Return to tiff.’s home page

Canadian Film Encyclopedia

Shopping Cart
 

The Education of Phyllistine


Year: 1963
Language: English
Format: 16mm Black & White
Runtime: 56 min
Director: Philip Keatley
Producer: Philip Keatley
Writer: Paul St. Pierre
Cinematographer: Kelly Duncan
Editor: John Fuller
Sound: Norm Rosen, Dick France, Walter Marsh
Music: Ricky Hyslop
Cast: Frank Crowson, Chief Abby, Chief George, Nancy Sandy, Marcia Belisle

This affecting drama was part of the popular Cariboo Country series produced in the Canadian Broadcasting Corporation’s Vancouver studio in the early sixties. The Education of Phyllistine follows a young, orphaned Native girl (Nancy Sandy) who is uprooted from her reserve and thrust into the alien world of an all-white school, simply so the school can qualify for a provincial grant.

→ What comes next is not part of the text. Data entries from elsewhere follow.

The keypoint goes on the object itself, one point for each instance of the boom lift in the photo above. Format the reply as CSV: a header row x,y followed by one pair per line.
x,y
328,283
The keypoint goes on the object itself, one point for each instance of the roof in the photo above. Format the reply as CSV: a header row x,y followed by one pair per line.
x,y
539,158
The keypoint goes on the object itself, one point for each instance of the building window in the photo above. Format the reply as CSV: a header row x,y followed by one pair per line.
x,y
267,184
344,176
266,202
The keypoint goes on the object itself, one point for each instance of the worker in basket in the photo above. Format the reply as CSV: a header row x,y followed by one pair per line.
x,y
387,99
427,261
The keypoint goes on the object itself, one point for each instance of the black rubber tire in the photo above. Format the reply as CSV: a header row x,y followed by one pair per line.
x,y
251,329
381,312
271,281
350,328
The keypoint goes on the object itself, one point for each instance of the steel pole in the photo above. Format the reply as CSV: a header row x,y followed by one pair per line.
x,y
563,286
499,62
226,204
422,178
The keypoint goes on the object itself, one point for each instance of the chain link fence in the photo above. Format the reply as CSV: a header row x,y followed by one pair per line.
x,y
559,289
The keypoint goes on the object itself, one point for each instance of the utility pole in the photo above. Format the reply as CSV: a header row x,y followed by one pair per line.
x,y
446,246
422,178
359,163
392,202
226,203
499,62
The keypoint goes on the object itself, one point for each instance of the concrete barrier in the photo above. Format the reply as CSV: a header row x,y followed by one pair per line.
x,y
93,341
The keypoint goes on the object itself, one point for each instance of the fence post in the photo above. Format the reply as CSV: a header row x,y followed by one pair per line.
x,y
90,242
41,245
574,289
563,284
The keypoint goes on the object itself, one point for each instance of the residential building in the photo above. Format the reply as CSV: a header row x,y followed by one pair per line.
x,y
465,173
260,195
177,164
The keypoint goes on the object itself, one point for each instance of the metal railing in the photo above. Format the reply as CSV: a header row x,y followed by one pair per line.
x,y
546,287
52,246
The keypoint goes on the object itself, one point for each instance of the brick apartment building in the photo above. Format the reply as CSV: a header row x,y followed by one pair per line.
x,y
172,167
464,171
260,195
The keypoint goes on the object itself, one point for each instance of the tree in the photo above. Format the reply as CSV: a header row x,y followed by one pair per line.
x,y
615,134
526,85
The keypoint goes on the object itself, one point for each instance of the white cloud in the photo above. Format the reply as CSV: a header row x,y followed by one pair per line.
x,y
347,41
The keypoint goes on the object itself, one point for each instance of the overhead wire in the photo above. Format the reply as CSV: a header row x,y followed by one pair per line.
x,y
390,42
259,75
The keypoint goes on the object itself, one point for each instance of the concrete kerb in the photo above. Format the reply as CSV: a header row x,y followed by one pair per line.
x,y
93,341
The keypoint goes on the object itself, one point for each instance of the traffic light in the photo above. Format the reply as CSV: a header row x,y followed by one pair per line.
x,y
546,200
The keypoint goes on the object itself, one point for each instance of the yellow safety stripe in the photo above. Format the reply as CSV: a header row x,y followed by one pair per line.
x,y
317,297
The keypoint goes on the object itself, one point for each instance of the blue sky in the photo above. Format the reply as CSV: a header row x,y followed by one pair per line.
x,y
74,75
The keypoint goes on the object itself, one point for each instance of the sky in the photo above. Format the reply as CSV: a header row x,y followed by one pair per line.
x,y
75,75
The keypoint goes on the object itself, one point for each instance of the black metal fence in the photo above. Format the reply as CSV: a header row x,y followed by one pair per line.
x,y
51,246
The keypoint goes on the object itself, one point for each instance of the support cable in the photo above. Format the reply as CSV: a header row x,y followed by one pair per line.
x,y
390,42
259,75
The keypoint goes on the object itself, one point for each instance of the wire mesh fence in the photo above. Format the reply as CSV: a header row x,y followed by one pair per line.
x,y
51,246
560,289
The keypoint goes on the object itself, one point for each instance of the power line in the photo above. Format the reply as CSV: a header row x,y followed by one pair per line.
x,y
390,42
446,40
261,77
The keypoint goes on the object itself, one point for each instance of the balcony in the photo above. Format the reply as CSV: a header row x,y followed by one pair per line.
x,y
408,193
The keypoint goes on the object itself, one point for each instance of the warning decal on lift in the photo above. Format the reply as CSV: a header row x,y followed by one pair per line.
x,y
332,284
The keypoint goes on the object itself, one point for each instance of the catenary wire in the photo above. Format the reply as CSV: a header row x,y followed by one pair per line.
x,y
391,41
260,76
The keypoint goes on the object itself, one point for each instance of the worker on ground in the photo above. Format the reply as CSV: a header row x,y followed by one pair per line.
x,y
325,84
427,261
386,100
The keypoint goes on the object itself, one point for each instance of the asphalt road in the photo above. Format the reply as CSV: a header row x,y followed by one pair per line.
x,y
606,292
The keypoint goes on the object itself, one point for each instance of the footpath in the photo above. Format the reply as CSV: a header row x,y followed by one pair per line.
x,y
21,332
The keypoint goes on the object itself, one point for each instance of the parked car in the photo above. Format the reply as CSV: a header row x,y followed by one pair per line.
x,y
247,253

An impressive achievement in its own right, the film is also an important early example of both the television docudrama form and the regional drama. In much the same way as the CBC Vancouver documentary style (e.g. Allan King’s Skidrow) influenced later CBC documentaries, so CBC Vancouver drama (especially the Cariboo Country series) was to prove a model for much of the CBC drama of the sixties.

The Education of Phyllistine – which marked the acting debut of Chief Dan George (in the role of Ol’ Antoine) – won numerous international awards and a Canadian Film Award as best film for television. The original two-part drama was repeated in a one-hour block on the CBC series Festival in 1967.